We can merge files using more than one key variable when a single variable is not adequate to match the two datasets.
. use file3, clear
. list
+----------------------+
| id family role |
|----------------------|
1. | 1 1 child |
2. | 2 1 child |
3. | 3 1 mother |
4. | 1 2 father |
5. | 2 2 mother |
|----------------------|
6. | 3 2 child |
+----------------------+
. use file4, clear
+-----------------------------+
| id year family rating |
|-----------------------------|
1. | 1 1995 1 A |
2. | 2 1995 1 B |
3. | 3 1995 1 B |
4. | 1 1995 2 C |
5. | 2 1995 2 B |
|-----------------------------|
6. | 3 1995 2 A |
+-----------------------------+
. merge 1:1 id family using file3
Result # of obs.
-----------------------------------------
not matched 0
matched 6 (_merge==3)
-----------------------------------------
. list
+----------------------------------------------------+
| id year family rating role _merge |
|----------------------------------------------------|
1. | 1 1995 1 A child matched (3) |
2. | 1 1995 2 C father matched (3) |
3. | 2 1995 1 B child matched (3) |
4. | 2 1995 2 B mother matched (3) |
5. | 3 1995 1 B mother matched (3) |
|----------------------------------------------------|
6. | 3 1995 2 A child matched (3) |
+----------------------------------------------------+
After the merge the _merge variable will be automatically created. It tells us how the observations have been matched.

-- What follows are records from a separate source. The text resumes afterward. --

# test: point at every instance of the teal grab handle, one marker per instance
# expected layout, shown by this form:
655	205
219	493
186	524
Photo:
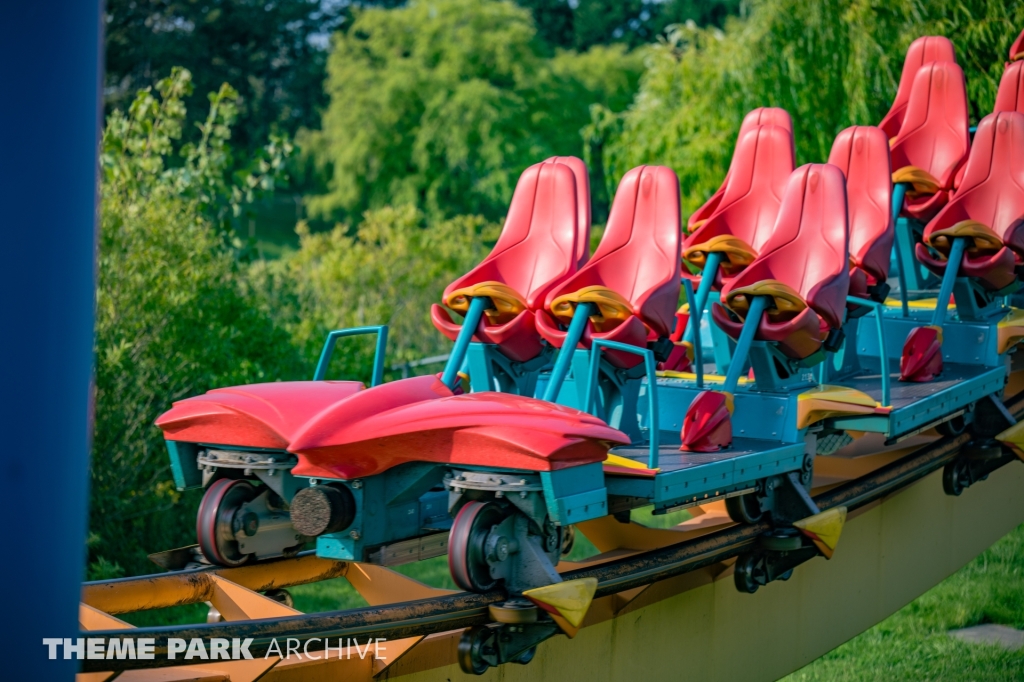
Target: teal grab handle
695	317
332	340
899	192
649	366
879	307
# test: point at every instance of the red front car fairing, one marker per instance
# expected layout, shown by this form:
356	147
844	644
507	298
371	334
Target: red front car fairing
366	432
363	436
253	416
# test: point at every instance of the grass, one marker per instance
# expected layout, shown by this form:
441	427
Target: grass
912	643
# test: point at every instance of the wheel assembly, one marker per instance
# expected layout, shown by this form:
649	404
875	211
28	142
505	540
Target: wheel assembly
467	545
744	508
216	522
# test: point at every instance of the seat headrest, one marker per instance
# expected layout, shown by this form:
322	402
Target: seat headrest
1017	48
862	154
935	133
1011	94
809	250
579	169
923	50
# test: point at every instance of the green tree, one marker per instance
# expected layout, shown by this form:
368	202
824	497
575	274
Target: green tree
172	316
442	104
268	49
830	64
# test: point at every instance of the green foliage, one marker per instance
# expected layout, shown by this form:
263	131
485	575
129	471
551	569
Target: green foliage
389	270
171	317
267	49
913	644
442	104
830	64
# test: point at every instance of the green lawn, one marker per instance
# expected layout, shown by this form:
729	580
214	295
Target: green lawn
909	645
912	643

The _merge variable, in the simple cases, has three values:
_merge == 1, observation appeared in the master file only
_merge == 2, observation appeared in the using file only
_merge == 3, observation appeared in both files
The _merge variable must be dropped or renamed before we perform the next merge.
tab _merge to find out how your merge went.
joinby forms all pairwise combinations within groups.
. use file6, clear
. list
+---------------------------+
| industry company rank |
|---------------------------|
1. | A a 1 |
2. | A b 2 |
3. | A c 3 |
4. | B l 4 |
5. | B m 5 |
|---------------------------|
6. | B n 6 |
+---------------------------+
. use file7, clear
+-----------------+
| industry year |
|-----------------|
1. | A 1995 |
2. | A 2005 |
3. | B 1995 |
4. | B 2005 |
+-----------------+
. use file6, clear
+----------------------------------+
| industry company rank year |
|----------------------------------|
1. | A a 1 1995 |
2. | A a 1 2005 |
3. | A b 2 1995 |
4. | A b 2 2005 |
5. | A c 3 1995 |
|----------------------------------|
6. | A c 3 2005 |
7. | B l 4 2005 |
8. | B l 4 1995 |
9. | B m 5 1995 |
10. | B m 5 2005 |
|----------------------------------|
11. | B n 6 1995 |
12. | B n 6 2005 |
+----------------------------------+
For the unmatched observations from the datasets, the default is to be ignored. But you can also set them to be kept in different ways by the unmatched(both/master/using) option.